Some Top End wetland birds

The Northern Territory Top End has now had three below average wet seasons with the last (2016/17) being particularly poor. As a result, the Dry Season in 2017 is drier than normal and many wetlands are either dry or have much less water than normal for this time of year. I suspect the dry wet season has also impacted on the savannah woodlands with low numbers of flowering trees and therefore low numbers of birds in the woodlands.

We did a boat tour at both Yellow Waters (Cooinda in Kakadu NP) and in the Mary River NP at Corroboree Billabong. While there was still water at Yellow Waters the wetland birds seemed to be well down on our experience of the same tour we did there in 2007 which followed a big wet season.

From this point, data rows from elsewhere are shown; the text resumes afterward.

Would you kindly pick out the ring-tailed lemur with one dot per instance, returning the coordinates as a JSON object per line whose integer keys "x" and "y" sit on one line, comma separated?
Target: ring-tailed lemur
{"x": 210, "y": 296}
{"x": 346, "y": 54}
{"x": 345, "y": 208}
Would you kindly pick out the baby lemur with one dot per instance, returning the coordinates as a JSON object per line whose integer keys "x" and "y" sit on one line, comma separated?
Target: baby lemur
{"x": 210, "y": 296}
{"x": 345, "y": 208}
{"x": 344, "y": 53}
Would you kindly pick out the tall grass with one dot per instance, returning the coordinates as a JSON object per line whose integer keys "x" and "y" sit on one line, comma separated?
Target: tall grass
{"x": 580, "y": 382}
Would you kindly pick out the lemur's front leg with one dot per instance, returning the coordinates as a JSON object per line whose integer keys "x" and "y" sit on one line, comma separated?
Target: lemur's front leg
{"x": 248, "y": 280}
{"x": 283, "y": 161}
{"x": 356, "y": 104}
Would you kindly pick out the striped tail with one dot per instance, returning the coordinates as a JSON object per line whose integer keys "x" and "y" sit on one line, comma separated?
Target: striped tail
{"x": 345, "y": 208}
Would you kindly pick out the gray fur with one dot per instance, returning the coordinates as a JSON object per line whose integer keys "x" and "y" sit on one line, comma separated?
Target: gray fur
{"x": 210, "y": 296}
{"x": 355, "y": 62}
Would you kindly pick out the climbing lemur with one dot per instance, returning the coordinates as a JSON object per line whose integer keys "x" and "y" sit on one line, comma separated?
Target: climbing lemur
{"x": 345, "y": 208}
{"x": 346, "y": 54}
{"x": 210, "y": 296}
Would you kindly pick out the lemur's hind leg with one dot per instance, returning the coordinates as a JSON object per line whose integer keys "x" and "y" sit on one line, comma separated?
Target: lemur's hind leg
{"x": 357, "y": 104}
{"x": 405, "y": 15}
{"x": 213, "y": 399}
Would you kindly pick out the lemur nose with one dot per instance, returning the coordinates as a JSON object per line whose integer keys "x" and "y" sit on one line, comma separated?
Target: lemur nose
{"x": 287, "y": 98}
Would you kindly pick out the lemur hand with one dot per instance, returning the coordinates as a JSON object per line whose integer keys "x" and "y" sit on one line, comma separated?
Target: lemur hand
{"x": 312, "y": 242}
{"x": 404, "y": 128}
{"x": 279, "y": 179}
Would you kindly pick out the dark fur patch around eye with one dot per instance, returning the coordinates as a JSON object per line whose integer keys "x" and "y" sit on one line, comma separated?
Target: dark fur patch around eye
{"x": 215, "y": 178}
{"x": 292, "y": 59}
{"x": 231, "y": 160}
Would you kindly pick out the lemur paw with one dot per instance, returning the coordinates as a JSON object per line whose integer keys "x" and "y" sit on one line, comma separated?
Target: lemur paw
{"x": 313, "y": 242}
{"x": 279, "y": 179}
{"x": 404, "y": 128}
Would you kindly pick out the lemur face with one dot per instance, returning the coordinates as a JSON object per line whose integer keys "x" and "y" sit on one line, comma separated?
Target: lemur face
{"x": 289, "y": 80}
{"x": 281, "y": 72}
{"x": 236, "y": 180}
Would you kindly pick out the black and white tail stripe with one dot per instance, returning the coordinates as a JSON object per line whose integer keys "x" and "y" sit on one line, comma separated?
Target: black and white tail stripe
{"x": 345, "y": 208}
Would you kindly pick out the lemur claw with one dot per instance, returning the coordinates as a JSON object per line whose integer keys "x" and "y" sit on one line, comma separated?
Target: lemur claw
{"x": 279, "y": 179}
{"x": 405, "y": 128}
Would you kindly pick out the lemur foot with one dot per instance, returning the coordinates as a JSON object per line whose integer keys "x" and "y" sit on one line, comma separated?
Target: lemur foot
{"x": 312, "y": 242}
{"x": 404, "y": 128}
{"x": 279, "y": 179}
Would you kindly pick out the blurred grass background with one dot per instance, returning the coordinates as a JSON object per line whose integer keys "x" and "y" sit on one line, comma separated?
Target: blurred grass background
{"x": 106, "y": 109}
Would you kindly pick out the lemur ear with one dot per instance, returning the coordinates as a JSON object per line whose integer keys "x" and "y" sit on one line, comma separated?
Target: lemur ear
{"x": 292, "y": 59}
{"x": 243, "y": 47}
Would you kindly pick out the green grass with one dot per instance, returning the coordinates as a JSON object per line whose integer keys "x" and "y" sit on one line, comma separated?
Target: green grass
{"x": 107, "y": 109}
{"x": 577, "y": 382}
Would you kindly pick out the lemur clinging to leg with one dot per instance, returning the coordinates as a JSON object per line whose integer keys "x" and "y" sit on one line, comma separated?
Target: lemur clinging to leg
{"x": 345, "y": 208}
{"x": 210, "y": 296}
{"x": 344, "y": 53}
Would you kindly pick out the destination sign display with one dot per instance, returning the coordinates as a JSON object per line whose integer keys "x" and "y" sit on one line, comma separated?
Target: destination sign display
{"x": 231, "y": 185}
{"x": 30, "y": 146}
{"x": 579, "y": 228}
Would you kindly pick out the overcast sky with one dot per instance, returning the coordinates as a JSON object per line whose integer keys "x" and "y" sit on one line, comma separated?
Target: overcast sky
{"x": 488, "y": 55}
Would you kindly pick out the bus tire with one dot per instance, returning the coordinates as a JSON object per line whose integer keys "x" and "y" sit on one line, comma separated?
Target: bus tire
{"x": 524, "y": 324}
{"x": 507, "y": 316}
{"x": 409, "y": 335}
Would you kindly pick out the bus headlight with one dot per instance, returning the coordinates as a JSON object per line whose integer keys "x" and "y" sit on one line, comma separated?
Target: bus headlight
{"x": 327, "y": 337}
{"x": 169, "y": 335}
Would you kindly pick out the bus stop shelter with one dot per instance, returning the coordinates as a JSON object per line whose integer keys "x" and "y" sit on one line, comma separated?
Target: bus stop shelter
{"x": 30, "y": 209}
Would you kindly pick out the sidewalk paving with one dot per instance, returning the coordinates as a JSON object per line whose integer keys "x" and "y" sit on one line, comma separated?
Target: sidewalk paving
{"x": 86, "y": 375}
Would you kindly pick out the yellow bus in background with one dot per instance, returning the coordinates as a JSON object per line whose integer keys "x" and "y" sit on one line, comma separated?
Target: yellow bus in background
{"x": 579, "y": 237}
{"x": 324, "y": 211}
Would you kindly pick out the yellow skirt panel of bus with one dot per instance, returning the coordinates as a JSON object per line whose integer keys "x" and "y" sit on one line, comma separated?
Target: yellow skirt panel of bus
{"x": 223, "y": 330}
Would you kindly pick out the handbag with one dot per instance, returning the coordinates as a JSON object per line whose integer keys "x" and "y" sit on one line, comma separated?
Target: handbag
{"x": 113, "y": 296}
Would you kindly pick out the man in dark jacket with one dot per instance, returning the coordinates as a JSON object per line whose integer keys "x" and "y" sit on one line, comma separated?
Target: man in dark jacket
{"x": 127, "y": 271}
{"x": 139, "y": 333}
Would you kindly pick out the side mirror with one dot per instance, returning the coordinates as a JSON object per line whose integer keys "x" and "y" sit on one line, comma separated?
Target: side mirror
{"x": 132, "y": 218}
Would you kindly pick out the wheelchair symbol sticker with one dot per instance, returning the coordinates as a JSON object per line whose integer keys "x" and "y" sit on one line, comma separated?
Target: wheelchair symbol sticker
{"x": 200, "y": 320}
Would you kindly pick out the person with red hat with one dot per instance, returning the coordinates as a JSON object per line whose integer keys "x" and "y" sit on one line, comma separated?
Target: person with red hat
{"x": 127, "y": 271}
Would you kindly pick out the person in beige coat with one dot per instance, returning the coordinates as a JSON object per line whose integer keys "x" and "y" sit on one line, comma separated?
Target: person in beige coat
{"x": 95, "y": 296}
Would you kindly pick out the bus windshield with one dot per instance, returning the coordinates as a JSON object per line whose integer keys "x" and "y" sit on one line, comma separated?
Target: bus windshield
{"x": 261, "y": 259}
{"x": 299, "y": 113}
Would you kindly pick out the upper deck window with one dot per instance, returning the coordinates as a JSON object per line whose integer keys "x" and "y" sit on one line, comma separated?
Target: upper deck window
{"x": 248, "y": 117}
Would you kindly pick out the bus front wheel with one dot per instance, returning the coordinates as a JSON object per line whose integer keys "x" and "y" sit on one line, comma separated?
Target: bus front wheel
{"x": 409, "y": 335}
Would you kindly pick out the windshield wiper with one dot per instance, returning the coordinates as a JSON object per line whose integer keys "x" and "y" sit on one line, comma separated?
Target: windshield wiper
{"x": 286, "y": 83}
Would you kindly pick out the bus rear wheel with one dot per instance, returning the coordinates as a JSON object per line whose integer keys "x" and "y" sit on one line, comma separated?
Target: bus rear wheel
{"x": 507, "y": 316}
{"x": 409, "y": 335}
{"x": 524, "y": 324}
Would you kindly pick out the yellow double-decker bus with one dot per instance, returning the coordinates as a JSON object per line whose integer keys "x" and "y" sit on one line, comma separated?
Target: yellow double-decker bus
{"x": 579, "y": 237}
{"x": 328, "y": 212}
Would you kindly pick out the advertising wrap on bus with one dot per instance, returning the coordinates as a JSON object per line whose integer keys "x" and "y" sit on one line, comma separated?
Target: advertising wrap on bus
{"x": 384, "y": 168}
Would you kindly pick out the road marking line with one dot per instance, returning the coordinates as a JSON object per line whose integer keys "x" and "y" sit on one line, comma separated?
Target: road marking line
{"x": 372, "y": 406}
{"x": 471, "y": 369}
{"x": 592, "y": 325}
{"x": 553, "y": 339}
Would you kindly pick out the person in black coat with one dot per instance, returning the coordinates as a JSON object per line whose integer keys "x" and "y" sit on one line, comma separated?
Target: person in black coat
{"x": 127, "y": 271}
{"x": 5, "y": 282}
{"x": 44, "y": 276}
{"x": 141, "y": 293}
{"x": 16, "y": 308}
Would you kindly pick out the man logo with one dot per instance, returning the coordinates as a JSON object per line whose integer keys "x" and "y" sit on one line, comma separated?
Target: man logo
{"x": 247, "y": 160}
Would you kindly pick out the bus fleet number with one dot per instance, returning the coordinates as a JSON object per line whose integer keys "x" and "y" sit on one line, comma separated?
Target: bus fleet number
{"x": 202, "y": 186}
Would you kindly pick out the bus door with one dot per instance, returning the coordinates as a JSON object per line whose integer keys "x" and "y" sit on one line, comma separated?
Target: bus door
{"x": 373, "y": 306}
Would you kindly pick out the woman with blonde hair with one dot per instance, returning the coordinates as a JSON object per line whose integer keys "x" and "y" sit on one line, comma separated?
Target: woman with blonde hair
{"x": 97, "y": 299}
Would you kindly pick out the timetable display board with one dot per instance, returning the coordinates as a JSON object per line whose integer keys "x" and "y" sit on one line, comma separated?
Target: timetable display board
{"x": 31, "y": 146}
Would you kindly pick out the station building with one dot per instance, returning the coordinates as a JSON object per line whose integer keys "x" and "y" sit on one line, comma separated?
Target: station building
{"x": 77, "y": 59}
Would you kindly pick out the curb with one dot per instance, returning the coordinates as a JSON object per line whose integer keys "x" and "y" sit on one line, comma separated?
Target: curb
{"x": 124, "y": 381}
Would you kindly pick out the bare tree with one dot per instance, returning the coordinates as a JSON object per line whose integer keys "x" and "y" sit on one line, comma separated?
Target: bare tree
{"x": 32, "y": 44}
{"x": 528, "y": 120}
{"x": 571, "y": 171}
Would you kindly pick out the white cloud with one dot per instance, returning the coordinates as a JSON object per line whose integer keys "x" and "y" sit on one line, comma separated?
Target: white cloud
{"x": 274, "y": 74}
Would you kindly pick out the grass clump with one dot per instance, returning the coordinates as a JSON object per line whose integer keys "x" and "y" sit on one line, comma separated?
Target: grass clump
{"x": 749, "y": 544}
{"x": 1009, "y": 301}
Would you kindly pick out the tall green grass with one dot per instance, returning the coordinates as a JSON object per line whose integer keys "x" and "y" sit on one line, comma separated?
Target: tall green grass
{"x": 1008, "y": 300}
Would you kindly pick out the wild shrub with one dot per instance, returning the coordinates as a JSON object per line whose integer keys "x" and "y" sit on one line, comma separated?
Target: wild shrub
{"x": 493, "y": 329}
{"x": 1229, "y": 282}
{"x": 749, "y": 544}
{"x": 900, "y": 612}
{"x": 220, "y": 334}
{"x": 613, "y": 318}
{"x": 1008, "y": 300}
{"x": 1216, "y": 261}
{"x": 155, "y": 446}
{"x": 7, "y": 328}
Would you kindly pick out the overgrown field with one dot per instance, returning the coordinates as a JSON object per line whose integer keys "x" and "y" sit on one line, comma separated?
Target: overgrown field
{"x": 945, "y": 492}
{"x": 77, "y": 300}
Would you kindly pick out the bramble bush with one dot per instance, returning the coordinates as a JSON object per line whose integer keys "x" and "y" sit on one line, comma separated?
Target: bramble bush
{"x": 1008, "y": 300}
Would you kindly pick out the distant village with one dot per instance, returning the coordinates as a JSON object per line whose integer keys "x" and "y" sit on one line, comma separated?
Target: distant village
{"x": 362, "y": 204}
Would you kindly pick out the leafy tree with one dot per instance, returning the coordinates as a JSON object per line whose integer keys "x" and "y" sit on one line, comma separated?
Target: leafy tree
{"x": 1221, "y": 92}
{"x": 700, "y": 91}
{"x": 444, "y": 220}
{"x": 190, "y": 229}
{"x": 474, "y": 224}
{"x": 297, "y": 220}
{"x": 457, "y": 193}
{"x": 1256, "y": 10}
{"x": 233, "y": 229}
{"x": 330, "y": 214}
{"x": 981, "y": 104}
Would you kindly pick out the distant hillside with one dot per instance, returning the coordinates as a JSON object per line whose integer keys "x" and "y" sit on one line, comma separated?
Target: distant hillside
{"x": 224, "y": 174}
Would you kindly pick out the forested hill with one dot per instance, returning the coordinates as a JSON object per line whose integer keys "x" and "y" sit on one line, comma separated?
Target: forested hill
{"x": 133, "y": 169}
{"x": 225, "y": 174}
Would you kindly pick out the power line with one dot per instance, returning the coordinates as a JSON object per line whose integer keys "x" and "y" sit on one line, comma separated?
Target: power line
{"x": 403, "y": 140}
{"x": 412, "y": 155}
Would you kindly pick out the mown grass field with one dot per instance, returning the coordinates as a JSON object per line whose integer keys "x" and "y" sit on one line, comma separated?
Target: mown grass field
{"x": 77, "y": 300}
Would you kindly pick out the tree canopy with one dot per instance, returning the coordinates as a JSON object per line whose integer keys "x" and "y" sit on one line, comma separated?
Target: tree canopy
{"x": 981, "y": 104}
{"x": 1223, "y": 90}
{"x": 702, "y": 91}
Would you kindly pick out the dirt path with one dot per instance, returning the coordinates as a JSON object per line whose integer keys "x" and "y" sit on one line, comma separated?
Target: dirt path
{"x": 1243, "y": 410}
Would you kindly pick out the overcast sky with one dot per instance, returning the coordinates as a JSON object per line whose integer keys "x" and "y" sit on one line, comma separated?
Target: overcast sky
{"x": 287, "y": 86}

Trying to take bird photos from a boat with large numbers of people on board and limited time is not ideal, and in future I think I would prefer to organise a small fishing boat with a professional fishing guide to take me out. On the plus side the tour boats are a regular feature and the local birds have adjusted to their presence and become very confiding in the case of some individual birds and some species. A smaller fishing boat may not achieve the same close approach as the tour boats? Never the less here are some wetland bird photos taken on two tour boat outings.

We have only seen small numbers of Magpie Geese which can sometimes be found in huge numbers. This is a male – note knob on head. Note also that they are not geese as their name implies.
Pied Herons are common. This one is a juvenile and just starting to develop the steel blue grey cap.

Wandering Whistling-Ducks can be found in small numbers and are much less common than the Plumed Whistling-Duck which can be seen in very large numbers.

Plumed Whistling-Ducks – if only they could be made to line up and pose for the camera!

Black-necked Stork or Jabiru (a name I much prefer) – one of our largest water birds.

The Comb-crested Jacana – one of the smallest wetland birds at Yellow Waters. They have the largest feet for body size of any bird in the world – an adaption to allow them to live on floating lily leaves and other aquatic vegetation.

The northern race (miles)of the Masked Lap-wing – note the much larger yellow facial wattles compared with the southern race birds.

This juvenile Striated Heron proved to be typical of the species – hard to pin down for a photo as is moved about in the deep shadows of the freshwater mangroves. It seems to be carrying some vegetable matter in its bill.

The bird then flew to some Pandanus on the other side of the river (East Alligator) – it was still carrying the vegetable matter.

My attempts to get a clear photo of the Striated Heron among the Pandanus did not improve – soon after this shot the bird disappeared and our boat moved on.

This juvenile Nankeen Night-Heron could be confused with a juvenile Striated Heron. This bird was standing out on open ground in the full mid morning sun – they normally shelter in shade during the day and are active at night as the name implies.

An adult Nankeen or Rufous Night-Heron.

Radjah Shelduck were common in small numbers.

A Great Egret. Cattle, Little, Intermediate and Great Egrets are all common in the Top End. The egrets up here must contend with crocodiles as they stalk the wetlands for food – many egrets along with other wetland birds are taken by crocs.

This is a head shot of a large (approx. 4.7m) male salt water or estuarine crocodile. Crocs this size can pull cattle, water buffalo and pigs into the water and drown them. An egret would be a very small snack indeed for a croc this size.

This Intermediate Egret is in breeding plumage (not that evident in this photo). This bird was interacting with another bird in a possible courtship routine or it was in competition with another male? The activity seemed to result in the raised head and neck feathers.

Not strictly a wetland bird the White-bellied Sea-Eagle is very common around Top End wetlands, billabongs, rivers and coastlines. The high productivity of wetlands up here can support very small Sea-Eagle territories compared with say the Gippsland Lakes.
Putting the frustrations of bird photography aside a tour of Top End wetlands in a boat such as the Yellow Waters’ tour is very enjoyable and highly recommended.